著者:前間孝則
発売元:新潮社
目次
序章 ホンダ航空機事業参入の衝撃
第1章 創業者精神の水脈
第2章 五里霧中の日々
第3章 ハードウエアで世界を変える
第4章 飛翔への道程
終章 グローバル時代の新次元へ
感想
三菱MRJのニュースの影に完全に隠れてしまっていますが、本田技研工業も小型ジェット機を開発し、販売を開始しているのですよ。販売開始とか、日本への初飛行はニュースになりましたが、その後あまりニュースにならなかったので忘れてしまってる人も多いかも。まぁ、頼りがないのは無事な証拠ということで、ビジネスジェットとしてはアメリカで人気を集めているわけです。
そんなホンダジェットの開発秘話に迫った1冊。
サブタイトルは「開発リーダーが語る30年の全軌跡」ですね。
ちなみに、元航空機メーカーという生い立ちを持つ、自動車メーカーは非常に多い。国内ではスバルがそうだし、日産に吸収されたプリンスもそう。サーブや、BMWも、おもいっきり元航空機メーカーだったりする。しかし、その逆はない。新しいモビリティをということで研究開発をしているメーカーが無いことはないけれど、FAA(米国連邦航空局)から型式認定を得るような量産ジェットを開発してしまった自動車メーカーはホンダしか無い。
ちなみに、ホンダの創業者。本田宗一郎氏は、「いつかは空へ」と思っていたのだと。その重いというのはホンダ二輪車部門のロゴであるウィングマークに現れているというのだ。
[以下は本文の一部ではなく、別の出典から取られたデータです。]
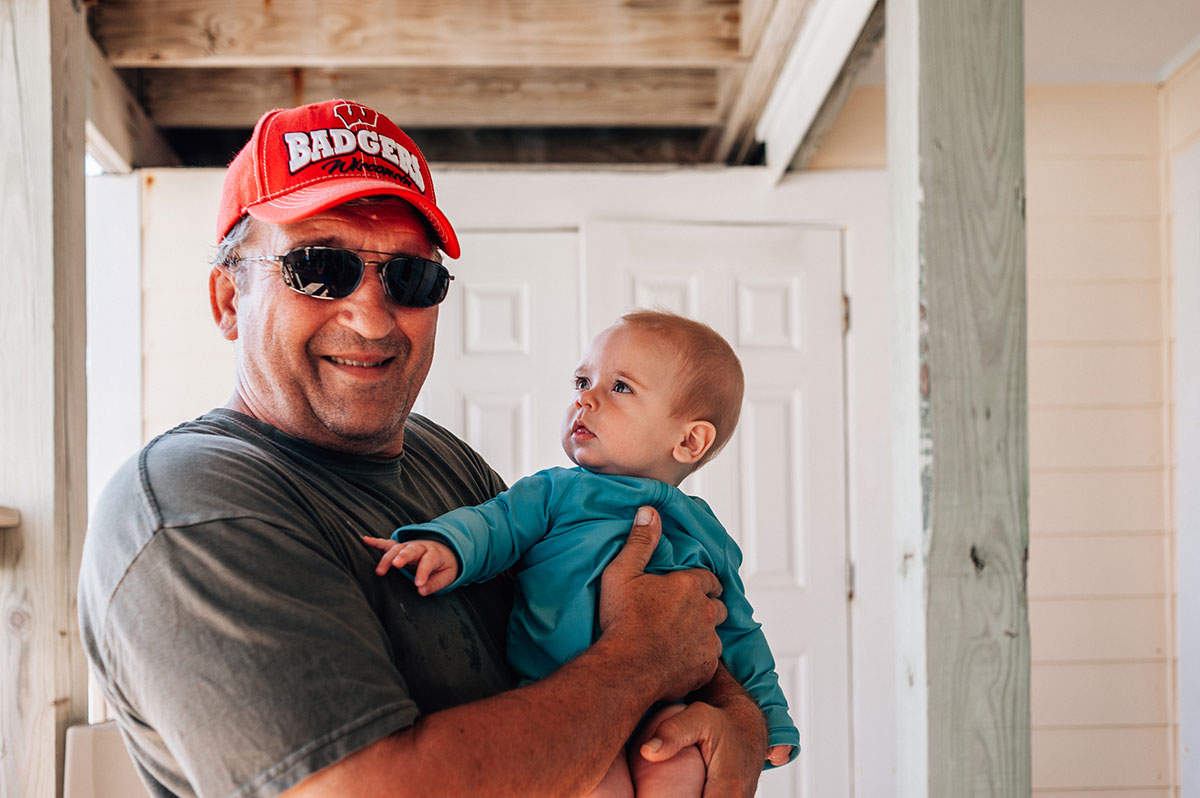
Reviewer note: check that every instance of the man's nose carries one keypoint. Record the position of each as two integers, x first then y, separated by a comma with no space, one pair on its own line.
369,311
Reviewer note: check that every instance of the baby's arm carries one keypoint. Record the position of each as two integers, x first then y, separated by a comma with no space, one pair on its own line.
436,564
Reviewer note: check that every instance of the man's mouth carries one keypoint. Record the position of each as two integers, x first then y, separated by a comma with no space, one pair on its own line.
360,364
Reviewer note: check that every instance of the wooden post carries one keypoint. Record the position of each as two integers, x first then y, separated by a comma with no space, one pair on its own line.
955,153
42,387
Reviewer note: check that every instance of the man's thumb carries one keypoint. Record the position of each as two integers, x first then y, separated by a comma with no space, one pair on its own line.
642,539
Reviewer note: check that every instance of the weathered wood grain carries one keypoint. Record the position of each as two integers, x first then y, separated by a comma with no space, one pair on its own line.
419,33
433,97
42,412
957,131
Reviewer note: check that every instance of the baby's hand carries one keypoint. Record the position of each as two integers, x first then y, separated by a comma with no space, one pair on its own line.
779,754
436,564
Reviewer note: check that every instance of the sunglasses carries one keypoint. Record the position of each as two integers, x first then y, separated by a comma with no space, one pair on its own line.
333,273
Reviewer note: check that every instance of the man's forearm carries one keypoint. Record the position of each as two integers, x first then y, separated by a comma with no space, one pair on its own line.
556,737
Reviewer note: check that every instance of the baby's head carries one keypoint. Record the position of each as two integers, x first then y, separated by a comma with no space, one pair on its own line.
655,395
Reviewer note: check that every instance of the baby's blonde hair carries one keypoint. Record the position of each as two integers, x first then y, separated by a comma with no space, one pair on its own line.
712,382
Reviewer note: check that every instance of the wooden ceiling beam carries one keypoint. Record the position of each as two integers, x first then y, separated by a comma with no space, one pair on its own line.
418,33
838,40
737,142
859,57
535,147
441,97
119,133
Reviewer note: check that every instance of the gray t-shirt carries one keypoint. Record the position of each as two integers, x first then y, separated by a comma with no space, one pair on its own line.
234,618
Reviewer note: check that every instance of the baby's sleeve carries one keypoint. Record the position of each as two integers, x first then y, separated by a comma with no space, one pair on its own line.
490,538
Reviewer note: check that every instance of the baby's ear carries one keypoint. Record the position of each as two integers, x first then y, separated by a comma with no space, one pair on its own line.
697,439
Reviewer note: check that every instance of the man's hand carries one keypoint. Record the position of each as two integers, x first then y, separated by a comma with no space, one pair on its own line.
730,732
436,564
667,622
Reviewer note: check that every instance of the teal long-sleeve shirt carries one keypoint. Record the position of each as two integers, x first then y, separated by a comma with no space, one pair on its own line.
561,528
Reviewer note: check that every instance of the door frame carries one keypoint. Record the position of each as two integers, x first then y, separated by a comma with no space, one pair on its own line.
1186,294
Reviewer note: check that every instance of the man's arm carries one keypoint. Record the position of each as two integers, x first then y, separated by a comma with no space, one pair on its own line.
558,736
727,725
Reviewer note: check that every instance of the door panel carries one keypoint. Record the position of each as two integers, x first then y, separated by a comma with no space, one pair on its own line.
774,292
513,329
508,342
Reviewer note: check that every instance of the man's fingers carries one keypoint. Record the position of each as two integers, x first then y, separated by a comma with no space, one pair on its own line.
425,567
677,727
642,539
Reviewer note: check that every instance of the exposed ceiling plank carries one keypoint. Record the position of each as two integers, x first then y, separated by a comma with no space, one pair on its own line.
418,33
819,123
120,136
538,147
432,97
737,141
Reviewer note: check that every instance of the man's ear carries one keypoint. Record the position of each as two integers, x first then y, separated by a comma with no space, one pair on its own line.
697,439
223,300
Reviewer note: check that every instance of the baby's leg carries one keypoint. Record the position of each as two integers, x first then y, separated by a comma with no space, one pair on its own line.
616,783
682,775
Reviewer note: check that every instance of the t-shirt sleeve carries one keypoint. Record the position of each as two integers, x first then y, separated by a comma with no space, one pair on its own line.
257,678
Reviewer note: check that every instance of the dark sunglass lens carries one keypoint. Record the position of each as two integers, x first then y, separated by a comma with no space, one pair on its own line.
325,273
417,282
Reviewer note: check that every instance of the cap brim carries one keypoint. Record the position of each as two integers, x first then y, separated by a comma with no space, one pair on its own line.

で、ホンダジェットと違い、何かと話題になるMRJは、ビジネスジェットではなく、小型旅客機だったりする。フェラーリよりも高く、クルーザーと同じ価格帯のビジネスジェットがそう簡単に売れるわけなかろう。。。と思っていたのですけれど、どうやらそんなことはないらしい。
アメリカでは1万1千社の企業が一万六千機のビジネスジェットを活用していて、そのうち85%が中小企業なんですとな。そして、経営陣だけが利用するのではなく、利用者の60%は中間管理職なんだとな。
シェア10%で1600機。年間1600台も売れないクルマは多々あるわけで。まぁ、そこまでの台数は売れなくとも、そこそこのビジネスサイズにはなるのでしょうね。
ちなみに1機5億円だとな、ホンダジェット。
で、なんでホンダはここまでアグレッシブに様々な乗り物を開発しているのかしら?と思っちゃったりするのですが、和光研究センターを立ち上げた川本元社長のこのセリフにそれは全詰まっているかと。
ホンダは最後発で四輪に参入したからよくわかるのだが、やがて追い上げてくる開発途上国も同じことをやるだろうし、いつかは追い抜かれるかもしれない。ならば、もっと先を行く高度で付加価値の高い先端的な研究にも力を入れるべきだ。それで新しい研究テーマを打ち出したのです。
で、ホンダジェットなのですが、クルマで例えるとシビックなんだとな。
色んな意味で革新的だった、ホンダの大ヒット小型車と同じなんですと。
そうすると、この飛行機もマシンミニマム・マンマキシマムなんですな。